Il gruppo di Renzi si chiamerà ottimisticamente “Italia Viva”. Come se bastasse “scrivercelo sotto”. Questa scissione ha infatti piuttosto il macabro sentore di una sezione autoptica di un cadavere. Ed intanto si realizza ciò che qualche giorno fa scrivevamo sul modo di votare di una maggioranza degli italiani: “votar contro”.

E si fanno partiti e partitini che non esprimono correnti di pensiero e di consenso per una politica, ma piuttosto sono “contro questo o quello”. Dopo i partiti degli anni della Guerra fredda (partiti contro l’Urss, partiti contro l’America) abbiamo ora partitini e pretesi partiti contro questo o quell’uomo politico, contro questa o quella corrente o pretesa tale.

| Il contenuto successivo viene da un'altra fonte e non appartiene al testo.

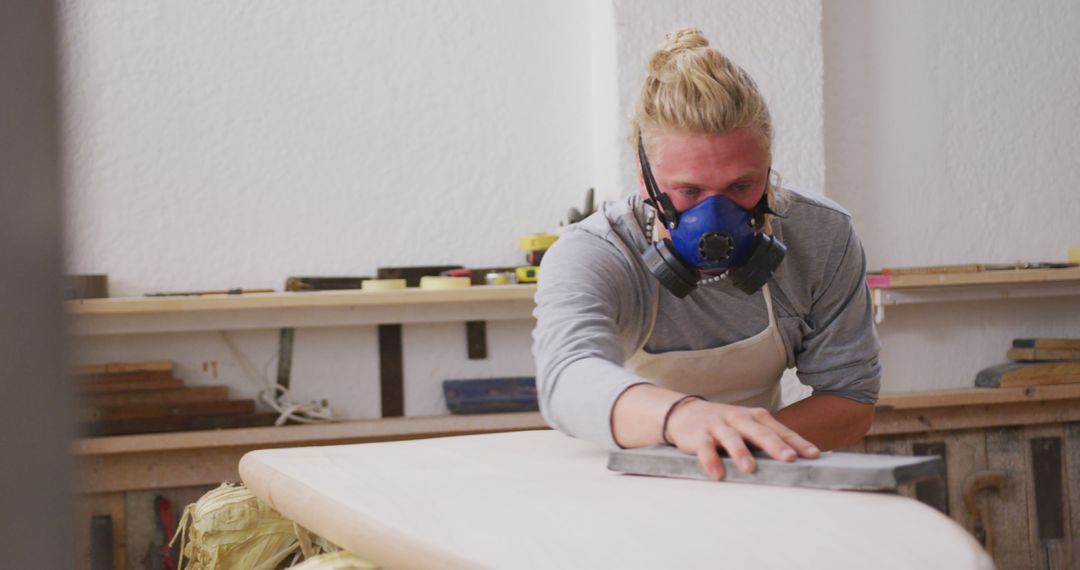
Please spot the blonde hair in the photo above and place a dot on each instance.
(694, 89)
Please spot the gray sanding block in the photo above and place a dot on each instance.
(864, 472)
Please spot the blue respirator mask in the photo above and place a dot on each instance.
(716, 234)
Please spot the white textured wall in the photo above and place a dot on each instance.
(952, 135)
(218, 145)
(226, 144)
(777, 42)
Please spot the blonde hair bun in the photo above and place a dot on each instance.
(685, 39)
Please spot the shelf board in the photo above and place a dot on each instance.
(280, 310)
(187, 459)
(982, 285)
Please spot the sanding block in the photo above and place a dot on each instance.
(864, 472)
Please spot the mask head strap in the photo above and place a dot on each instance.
(665, 211)
(757, 213)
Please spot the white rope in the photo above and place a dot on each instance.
(277, 396)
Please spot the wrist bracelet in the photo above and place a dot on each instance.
(667, 417)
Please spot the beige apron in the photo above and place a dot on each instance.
(746, 372)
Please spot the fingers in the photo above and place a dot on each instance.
(800, 445)
(732, 442)
(754, 426)
(710, 459)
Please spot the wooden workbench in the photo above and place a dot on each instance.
(981, 432)
(545, 500)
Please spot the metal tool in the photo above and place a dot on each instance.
(831, 471)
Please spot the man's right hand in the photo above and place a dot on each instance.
(702, 428)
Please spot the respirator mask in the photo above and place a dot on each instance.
(716, 234)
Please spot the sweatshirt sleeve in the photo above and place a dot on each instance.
(585, 287)
(839, 353)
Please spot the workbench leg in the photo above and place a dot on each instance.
(1008, 516)
(100, 505)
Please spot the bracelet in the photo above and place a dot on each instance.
(667, 417)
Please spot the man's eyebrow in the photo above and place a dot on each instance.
(748, 174)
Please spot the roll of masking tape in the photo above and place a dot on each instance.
(439, 282)
(382, 284)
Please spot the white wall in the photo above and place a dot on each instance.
(777, 42)
(224, 145)
(219, 145)
(950, 134)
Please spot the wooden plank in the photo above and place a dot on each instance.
(985, 277)
(92, 369)
(179, 423)
(1057, 343)
(391, 370)
(957, 268)
(1043, 354)
(1047, 496)
(110, 414)
(1072, 490)
(180, 395)
(109, 388)
(1018, 375)
(119, 378)
(1008, 515)
(972, 417)
(110, 504)
(933, 492)
(939, 398)
(157, 461)
(346, 432)
(338, 299)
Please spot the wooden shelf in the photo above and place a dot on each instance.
(167, 460)
(981, 285)
(279, 310)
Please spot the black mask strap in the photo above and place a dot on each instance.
(665, 209)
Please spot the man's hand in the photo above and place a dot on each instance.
(699, 426)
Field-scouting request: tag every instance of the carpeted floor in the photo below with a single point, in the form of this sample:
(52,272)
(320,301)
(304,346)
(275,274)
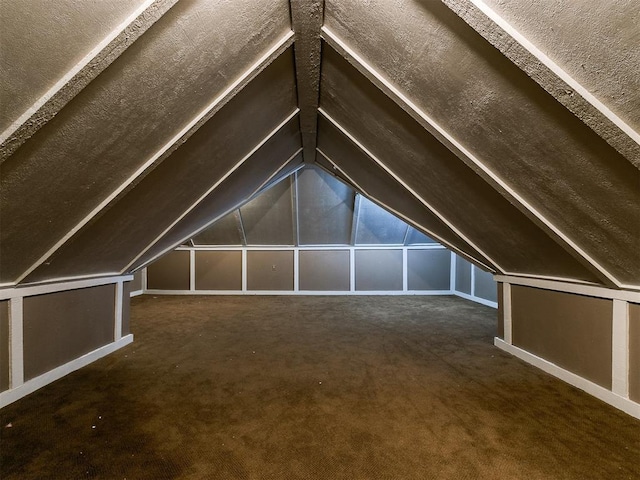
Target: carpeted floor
(314,388)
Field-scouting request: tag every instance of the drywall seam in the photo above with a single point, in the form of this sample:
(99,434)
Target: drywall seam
(180,138)
(469,159)
(496,266)
(550,76)
(406,219)
(213,187)
(76,79)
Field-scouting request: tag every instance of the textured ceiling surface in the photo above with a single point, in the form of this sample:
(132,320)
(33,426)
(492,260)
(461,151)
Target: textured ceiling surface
(507,131)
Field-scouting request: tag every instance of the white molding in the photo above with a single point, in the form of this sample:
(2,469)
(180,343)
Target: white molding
(567,287)
(442,218)
(16,342)
(270,135)
(620,349)
(284,43)
(34,384)
(557,70)
(119,299)
(192,269)
(507,313)
(405,269)
(464,155)
(40,289)
(303,292)
(77,68)
(628,406)
(480,300)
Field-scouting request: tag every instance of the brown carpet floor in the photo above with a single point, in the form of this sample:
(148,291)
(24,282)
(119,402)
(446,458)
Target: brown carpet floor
(314,388)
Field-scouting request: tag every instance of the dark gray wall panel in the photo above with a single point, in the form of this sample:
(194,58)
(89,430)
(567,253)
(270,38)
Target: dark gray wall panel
(269,270)
(379,185)
(324,270)
(325,209)
(126,308)
(428,269)
(60,327)
(430,169)
(136,283)
(485,286)
(268,218)
(572,331)
(170,272)
(146,211)
(218,270)
(634,352)
(126,114)
(376,226)
(378,270)
(463,275)
(500,332)
(238,187)
(225,231)
(415,237)
(555,162)
(4,345)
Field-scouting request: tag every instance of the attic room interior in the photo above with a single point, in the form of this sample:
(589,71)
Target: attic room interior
(352,239)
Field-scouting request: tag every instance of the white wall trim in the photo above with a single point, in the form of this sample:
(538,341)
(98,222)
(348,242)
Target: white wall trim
(473,298)
(16,342)
(620,349)
(466,156)
(34,384)
(41,289)
(119,299)
(507,313)
(567,287)
(622,403)
(284,43)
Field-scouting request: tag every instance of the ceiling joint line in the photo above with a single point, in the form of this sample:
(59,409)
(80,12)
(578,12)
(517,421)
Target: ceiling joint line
(132,264)
(469,158)
(416,225)
(168,148)
(213,187)
(81,75)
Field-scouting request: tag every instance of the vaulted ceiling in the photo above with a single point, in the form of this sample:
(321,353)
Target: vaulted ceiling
(507,131)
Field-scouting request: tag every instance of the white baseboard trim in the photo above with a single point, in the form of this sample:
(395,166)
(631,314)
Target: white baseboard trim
(34,384)
(299,292)
(473,298)
(626,405)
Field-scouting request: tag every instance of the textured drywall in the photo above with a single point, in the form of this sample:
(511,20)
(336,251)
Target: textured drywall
(536,146)
(380,186)
(572,331)
(500,230)
(573,35)
(125,116)
(170,272)
(218,270)
(142,215)
(60,327)
(41,42)
(234,191)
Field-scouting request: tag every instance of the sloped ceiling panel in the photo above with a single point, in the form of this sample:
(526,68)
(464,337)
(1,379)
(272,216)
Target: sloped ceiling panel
(116,124)
(377,184)
(506,236)
(242,184)
(148,210)
(40,43)
(559,29)
(549,158)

Il loro nascere e morire diventa, poi, inestricabile per il sovrapporsi, di cui negli ultimi mesi abbiamo avuto le prove, di odi e antipatie locali, nazionali ed, ora europee. In questo liquame dei liquami (il termine mi piace e lo userò spesso) personaggi come Renzi sembrano addirittura un primato tra uomini politici, nati per fare questa cosiddetta politica.

Che fare? Intanto cercare di capire. Capirne qualcosa è difficile. Ma non siamo, poi, tutti dei Toninelli. Per ora non cambierei il mio giudizio: “Renzi: si scinde ma non si spiega”. Gli conviene non spiegarsi troppo.